De heer Leegte (VVD):

Voorzitter. Als ik de minister goed beluister dan zegt hij dat hij en dit kabinet geen loopje nemen met de veiligheid van bedrijven en de omwonenden daarvan en dat het niet zozeer gaat om de hoeveelheid inspecties en inspecteurs als wel om het systeemtoezicht en de manier waarop risicoanalyses worden gemaakt, hetgeen bijdraagt aan de veiligheid voor omwonenden.

Minister Kamp:

Dat is één aspect. Het andere aspect is dat het in dezen gaat om de DCMR, een openbaar lichaam, gevormd door de gemeenten in Rijnmond en de provincie Zuid-Holland. De desbetreffende gemeenteraden en Provinciale Staten kunnen met elkaar de regels bepalen en de naleving van die regels eventueel aanleiding laten zijn om die regels te wijzigen. Dat laat ik graag aan hen over. Wij hebben onze eigen verantwoordelijkheid. Vanuit die eigen verantwoordelijkheid zijn we aan het kijken of misschien bij al die inspecterende diensten bij Brzo-bedrijven meer eenheid kan worden gebracht. Daar heb ik zo-even binnen mijn halve minuut het nodige over gezegd.

De voorzitter:

Dank u wel en dat waardeer ik zeer, maar ja, afspraak is afspraak.

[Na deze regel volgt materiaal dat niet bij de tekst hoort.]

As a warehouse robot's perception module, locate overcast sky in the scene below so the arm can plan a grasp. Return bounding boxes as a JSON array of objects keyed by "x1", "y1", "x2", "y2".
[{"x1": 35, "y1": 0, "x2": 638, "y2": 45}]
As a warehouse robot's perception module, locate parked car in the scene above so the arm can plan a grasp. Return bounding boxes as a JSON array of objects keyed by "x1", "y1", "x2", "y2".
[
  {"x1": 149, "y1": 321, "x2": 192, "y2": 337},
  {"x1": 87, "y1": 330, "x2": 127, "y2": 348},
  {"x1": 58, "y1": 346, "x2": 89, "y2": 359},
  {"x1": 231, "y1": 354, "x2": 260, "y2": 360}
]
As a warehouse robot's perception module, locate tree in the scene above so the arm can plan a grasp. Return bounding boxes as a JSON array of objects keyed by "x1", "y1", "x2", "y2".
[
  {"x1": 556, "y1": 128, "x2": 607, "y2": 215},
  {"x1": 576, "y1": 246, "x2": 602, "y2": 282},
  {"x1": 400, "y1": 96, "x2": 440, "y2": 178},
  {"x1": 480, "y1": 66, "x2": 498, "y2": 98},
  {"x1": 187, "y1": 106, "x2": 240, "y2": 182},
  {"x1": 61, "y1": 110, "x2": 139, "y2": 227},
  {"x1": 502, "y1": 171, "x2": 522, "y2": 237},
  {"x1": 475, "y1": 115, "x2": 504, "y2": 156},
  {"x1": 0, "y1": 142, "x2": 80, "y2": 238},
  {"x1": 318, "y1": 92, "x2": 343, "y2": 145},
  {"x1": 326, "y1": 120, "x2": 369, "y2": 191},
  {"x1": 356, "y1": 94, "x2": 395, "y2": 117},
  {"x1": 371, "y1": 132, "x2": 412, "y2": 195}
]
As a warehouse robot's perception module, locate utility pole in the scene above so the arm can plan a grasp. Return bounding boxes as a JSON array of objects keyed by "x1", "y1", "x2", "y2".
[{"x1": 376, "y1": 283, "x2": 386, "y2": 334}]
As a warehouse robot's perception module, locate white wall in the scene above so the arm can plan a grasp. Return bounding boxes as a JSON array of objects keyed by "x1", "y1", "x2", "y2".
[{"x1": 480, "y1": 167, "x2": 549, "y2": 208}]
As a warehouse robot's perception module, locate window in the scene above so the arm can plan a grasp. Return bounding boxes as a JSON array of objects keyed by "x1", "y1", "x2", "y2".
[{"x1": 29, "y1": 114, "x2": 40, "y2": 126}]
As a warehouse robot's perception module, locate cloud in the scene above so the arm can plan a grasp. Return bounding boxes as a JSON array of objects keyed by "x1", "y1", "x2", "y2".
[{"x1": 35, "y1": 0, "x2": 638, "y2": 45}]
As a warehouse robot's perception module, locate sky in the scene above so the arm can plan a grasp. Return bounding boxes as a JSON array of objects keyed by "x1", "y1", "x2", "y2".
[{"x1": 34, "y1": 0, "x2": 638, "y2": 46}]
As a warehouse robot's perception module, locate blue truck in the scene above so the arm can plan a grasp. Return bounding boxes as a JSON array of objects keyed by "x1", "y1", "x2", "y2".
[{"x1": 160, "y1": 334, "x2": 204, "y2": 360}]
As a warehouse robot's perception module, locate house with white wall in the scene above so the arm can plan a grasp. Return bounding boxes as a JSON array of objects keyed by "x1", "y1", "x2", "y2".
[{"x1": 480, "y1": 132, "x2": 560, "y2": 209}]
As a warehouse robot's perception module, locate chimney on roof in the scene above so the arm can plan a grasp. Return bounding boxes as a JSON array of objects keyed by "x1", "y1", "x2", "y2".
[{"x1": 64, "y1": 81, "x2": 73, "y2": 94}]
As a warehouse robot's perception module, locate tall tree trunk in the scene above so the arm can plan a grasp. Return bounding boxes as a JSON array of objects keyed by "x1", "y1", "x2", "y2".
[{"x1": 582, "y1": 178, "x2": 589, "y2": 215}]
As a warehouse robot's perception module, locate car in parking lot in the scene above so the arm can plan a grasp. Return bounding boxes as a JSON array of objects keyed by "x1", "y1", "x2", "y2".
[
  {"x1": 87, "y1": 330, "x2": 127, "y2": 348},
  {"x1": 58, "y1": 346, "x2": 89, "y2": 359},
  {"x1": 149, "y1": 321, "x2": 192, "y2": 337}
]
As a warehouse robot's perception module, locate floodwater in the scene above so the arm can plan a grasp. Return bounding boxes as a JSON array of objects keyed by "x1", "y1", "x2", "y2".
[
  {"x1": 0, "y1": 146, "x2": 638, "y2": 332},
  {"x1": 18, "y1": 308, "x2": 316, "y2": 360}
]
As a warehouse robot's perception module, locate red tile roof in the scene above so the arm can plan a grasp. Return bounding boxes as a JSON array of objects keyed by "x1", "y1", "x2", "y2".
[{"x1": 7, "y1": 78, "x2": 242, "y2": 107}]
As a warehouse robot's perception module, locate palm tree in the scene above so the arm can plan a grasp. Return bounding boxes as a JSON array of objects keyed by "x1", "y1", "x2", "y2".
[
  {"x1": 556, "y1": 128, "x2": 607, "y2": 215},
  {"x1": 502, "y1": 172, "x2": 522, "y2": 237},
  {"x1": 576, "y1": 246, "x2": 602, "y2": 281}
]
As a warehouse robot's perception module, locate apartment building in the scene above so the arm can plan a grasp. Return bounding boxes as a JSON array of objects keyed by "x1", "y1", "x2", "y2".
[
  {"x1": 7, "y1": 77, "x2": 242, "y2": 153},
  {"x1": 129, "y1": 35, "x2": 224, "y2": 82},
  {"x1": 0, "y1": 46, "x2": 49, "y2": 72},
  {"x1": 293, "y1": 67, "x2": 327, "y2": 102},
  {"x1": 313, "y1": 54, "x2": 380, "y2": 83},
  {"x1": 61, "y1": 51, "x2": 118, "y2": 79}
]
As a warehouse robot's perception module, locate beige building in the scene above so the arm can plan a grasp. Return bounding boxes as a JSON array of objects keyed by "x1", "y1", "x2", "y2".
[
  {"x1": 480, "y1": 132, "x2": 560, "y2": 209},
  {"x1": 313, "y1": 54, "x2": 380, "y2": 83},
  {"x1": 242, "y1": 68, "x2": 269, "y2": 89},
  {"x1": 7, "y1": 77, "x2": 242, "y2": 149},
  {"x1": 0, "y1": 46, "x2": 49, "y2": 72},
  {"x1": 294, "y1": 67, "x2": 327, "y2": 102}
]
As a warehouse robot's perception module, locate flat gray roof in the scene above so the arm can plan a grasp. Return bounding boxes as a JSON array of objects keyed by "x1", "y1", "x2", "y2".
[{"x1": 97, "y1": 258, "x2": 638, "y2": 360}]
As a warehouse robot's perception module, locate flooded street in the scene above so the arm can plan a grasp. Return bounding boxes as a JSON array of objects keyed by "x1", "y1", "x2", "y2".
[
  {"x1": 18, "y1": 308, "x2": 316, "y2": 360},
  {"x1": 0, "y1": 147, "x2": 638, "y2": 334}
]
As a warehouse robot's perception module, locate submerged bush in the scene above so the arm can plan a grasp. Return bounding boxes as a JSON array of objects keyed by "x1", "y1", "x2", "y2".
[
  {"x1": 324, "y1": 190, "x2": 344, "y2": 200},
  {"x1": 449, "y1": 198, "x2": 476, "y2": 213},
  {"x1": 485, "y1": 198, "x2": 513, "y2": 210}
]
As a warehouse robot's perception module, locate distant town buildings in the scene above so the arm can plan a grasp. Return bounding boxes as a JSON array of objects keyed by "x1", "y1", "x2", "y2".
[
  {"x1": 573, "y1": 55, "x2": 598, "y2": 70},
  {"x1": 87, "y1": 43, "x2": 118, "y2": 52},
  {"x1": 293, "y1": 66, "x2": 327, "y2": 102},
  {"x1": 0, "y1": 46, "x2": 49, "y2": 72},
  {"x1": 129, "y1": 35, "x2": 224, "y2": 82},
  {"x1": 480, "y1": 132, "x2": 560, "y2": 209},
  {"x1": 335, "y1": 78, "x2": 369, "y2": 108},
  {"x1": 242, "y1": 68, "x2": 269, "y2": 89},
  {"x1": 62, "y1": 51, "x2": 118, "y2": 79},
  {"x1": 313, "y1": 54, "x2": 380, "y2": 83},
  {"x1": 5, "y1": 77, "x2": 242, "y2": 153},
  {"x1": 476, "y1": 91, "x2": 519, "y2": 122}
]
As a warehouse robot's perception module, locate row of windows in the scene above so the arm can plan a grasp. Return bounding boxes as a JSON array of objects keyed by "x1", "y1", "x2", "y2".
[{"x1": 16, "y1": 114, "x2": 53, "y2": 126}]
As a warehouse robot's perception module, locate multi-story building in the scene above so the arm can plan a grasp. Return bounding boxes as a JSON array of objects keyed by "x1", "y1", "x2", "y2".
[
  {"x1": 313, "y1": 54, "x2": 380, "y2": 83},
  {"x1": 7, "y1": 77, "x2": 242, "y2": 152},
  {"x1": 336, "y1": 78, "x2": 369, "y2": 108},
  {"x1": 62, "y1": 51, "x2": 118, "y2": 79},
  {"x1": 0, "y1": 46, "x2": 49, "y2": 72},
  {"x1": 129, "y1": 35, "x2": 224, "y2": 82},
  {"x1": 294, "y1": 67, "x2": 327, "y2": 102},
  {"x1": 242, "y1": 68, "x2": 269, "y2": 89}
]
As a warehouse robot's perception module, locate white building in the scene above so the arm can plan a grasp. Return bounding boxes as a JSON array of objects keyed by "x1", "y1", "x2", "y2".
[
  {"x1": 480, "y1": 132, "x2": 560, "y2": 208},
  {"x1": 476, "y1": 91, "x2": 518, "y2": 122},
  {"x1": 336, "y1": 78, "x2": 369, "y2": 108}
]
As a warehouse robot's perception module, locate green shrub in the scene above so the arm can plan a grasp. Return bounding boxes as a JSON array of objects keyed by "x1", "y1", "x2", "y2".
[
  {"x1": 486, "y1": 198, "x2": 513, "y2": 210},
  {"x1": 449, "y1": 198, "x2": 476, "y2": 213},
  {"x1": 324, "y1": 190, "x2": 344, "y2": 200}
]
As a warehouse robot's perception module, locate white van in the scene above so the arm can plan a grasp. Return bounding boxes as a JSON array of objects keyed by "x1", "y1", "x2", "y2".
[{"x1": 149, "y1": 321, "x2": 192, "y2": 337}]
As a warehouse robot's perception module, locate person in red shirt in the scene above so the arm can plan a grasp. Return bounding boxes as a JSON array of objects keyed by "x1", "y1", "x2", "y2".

Daar houdt de minister zelf ook van.

Mededelingen

Mededelingen

De voorzitter:

Ik deel aan de Kamer mee dat het volgende lid zich heeft afgemeld:

Karabulut.

Deze mededeling wordt voor kennisgeving aangenomen.

De voorzitter:

Op de tafel van de Griffier ligt een lijst van ingekomen stukken. Op die lijst staan voorstellen voor de behandeling van deze stukken. Als voor het einde van de vergadering daartegen geen bezwaar is gemaakt, neem ik aan dat daarmee wordt ingestemd.